What concentrations of an inhaled solvent will increase fatal car crashes by an amount of concern to public health? Of course, the level of concern is a judgment call, but it can be placed in the context of other exposures that clearly do elevate concern for public health. For example, benzene is known to cause leukemia in humans and in animals.
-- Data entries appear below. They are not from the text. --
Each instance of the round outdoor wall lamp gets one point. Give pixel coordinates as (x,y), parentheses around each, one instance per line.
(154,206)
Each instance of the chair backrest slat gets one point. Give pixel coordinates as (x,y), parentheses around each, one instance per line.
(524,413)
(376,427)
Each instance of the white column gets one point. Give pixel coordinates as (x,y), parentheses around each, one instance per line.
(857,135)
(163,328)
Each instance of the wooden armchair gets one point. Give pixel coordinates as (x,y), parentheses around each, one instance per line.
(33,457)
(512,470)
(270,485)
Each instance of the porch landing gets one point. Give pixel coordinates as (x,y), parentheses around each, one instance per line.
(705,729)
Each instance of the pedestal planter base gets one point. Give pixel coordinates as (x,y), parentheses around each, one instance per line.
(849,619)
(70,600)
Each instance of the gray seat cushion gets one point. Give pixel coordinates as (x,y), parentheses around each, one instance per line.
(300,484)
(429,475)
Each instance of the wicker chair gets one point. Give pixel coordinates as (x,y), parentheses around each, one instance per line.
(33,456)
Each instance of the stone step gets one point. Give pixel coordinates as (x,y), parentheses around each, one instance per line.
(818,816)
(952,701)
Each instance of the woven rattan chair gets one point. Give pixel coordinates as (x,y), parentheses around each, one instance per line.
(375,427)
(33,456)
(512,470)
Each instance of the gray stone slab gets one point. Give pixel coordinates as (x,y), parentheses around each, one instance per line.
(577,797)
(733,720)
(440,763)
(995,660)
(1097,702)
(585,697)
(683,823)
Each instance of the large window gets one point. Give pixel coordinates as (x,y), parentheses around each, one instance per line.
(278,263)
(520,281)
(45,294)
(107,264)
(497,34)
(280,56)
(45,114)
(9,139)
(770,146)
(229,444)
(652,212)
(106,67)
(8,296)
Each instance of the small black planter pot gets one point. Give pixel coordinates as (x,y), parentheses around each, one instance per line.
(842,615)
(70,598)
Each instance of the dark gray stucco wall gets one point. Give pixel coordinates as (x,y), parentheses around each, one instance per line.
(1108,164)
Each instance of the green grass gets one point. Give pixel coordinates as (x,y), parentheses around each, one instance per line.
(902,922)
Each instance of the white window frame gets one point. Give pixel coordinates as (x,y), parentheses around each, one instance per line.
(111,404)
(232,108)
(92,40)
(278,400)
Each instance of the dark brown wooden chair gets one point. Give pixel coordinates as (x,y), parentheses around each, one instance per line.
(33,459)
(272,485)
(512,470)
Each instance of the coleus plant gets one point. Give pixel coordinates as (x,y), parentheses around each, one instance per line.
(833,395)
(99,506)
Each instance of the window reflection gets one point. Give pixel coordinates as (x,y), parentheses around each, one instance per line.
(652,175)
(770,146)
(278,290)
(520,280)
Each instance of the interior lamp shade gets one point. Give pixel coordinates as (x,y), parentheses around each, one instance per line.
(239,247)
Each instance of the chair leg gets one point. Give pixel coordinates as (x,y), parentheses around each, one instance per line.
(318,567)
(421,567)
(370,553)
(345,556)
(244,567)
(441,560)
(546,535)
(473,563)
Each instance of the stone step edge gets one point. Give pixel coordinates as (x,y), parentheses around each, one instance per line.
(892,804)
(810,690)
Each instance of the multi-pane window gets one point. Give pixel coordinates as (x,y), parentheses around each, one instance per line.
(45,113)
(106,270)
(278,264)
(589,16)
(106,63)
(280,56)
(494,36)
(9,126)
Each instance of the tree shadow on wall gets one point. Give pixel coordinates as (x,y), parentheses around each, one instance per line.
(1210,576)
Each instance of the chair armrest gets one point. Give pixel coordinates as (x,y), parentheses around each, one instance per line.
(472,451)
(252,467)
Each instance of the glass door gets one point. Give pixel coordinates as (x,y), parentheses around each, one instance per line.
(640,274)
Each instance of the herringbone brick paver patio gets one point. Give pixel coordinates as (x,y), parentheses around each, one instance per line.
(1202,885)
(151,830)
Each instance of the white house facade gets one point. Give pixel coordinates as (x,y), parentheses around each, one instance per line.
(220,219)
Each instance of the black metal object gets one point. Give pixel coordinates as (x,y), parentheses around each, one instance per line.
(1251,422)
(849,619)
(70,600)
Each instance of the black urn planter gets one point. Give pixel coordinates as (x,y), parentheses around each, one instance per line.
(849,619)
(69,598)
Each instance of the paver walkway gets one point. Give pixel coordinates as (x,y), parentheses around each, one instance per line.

The incidence of death from leukemia has been analyzed extensively in a cohort of about 1,700 workers who were exposed to benzene during manufacture of a synthetic packaging material between 1939 and 1960. This “Pliofilm” material was made by dissolving latex in benzene, which then was removed during production of the film, causing exposures of up to 125 parts per million (ppm) at several steps in the process. The incidence of mortality from leukemia was examined across a 45-year period after exposures stopped, to account for the typical 30-year latency period between exposure and death from the disease. These analyses yielded a cumulative incidence of 11 to 12 deaths per thousand exposed workers.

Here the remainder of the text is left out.